Metadata-Version: 2.1
Name: sparse-dot-mkl
Version: 0.8.1
Summary: Intel MKL wrapper for sparse matrix multiplication
Home-page: https://github.com/flatironinstitute/sparse_dot
Author: Chris Jackson
Author-email: cj59@nyu.edu
License: MIT
Platform: UNKNOWN
Classifier: Programming Language :: Python :: 3
Classifier: License :: OSI Approved :: MIT License
Classifier: Operating System :: OS Independent
Classifier: Development Status :: 4 - Beta
Description-Content-Type: text/markdown
License-File: LICENSE

# sparse_dot_mkl
[![Build Status](https://github.com/flatironinstitute/sparse_dot/actions/workflows/python-package.yml/badge.svg)](https://github.com/flatironinstitute/sparse_dot/actions/workflows/python-package.yml/)
[![codecov](https://codecov.io/gh/flatironinstitute/sparse_dot/branch/release/graph/badge.svg)](https://codecov.io/gh/flatironinstitute/sparse_dot)
[![PyPI version](https://badge.fury.io/py/sparse-dot-mkl.svg)](https://badge.fury.io/py/sparse-dot-mkl)
[![Conda version](https://anaconda.org/conda-forge/sparse_dot_mkl/badges/version.svg)](https://anaconda.org/conda-forge/sparse_dot_mkl)

This is a wrapper for the sparse matrix multiplication in the intel MKL library.
It is implemented entirely in native python using `ctypes`.
The main advantage to MKL (which motivated this) is multithreaded sparse matrix multiplication. 
The scipy sparse implementation is single-threaded at the time of writing (2020-01-03).
A secondary advantage is the direct multiplication of a sparse and a dense matrix without requiring any
intermediate conversion (also multithreaded). 

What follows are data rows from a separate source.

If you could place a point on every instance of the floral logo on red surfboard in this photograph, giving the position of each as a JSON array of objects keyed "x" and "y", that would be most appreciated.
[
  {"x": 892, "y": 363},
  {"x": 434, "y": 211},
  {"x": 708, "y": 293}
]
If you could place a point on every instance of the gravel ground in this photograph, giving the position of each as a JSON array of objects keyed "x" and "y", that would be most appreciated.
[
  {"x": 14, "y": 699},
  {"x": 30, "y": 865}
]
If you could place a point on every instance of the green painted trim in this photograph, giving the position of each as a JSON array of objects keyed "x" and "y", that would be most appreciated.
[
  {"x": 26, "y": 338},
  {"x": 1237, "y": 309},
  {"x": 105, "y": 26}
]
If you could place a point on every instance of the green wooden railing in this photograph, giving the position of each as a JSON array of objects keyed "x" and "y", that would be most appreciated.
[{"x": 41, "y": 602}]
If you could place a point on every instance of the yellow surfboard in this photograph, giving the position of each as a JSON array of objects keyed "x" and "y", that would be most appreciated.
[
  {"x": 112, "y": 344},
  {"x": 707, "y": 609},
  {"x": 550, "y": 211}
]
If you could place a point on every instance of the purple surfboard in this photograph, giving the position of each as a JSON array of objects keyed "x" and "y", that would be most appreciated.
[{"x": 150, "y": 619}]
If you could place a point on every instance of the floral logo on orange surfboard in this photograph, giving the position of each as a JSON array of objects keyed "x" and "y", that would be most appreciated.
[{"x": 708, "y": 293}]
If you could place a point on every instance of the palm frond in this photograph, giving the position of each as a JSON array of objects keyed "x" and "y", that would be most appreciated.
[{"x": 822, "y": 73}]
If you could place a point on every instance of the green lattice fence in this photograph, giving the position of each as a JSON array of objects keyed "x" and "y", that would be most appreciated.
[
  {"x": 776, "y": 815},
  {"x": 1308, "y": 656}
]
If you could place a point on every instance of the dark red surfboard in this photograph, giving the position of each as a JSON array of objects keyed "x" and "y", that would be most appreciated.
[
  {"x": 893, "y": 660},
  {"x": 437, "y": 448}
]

Three functions are explicitly available - `dot_product_mkl`, `gram_matrix_mkl`, and `sparse_qr_solve_mkl`: 

#### dot_product_mkl
`dot_product_mkl(matrix_a, matrix_b, cast=False, copy=True, reorder_output=False, dense=False, debug=False, out=None, out_scalar=None)`

`matrix_a` and `matrix_b` are either numpy arrays (1d or 2d) or scipy sparse matrices (CSR, CSC, or BSR).
BSR matrices are supported for matrix-matrix multiplication only if one matrix is a dense array or both sparse matrices are BSR.
Sparse COO matrices are not supported. 
Numpy arrays must be contiguous. 
Non-contiguous arrays should be copied to a contiguous array prior to calling this 
function.

This package only works with float or complex float data.
`cast=True` will convert data to double-precision floats or complex floats by making an internal copy if necessary.
If A and B are both single-precision floats or complex floats they will be used as is.
`cast=False` will raise a ValueError if the input arrays are not both double-precision or both single-precision.
This defaults to `False` on the principle that potentially unsafe dtype conversions should not occur without explicit
instruction.

The output will be a dense array, unless both inputs are sparse, in which case the output will be a sparse matrix.
The sparse matrix output format will be the same as the left (A) input sparse matrix.
`dense=True` will directly produce a dense array during sparse matrix multiplication. 
`dense` has no effect if a dense array would be produced anyway. 
Dense array outputs may be row-ordered or column-ordered, depending on input ordering.

`copy` is deprecated and has no effect.

`reorder_output=True` will order sparse matrix indices in the output matrix. 
It has no effect if the output is a dense array.
Input sparse matrices may be reordered without warning in place. 
This will not change data, only the way it is stored.
Scipy matrix multiplication does not produce ordered outputs, so this defaults to `False`.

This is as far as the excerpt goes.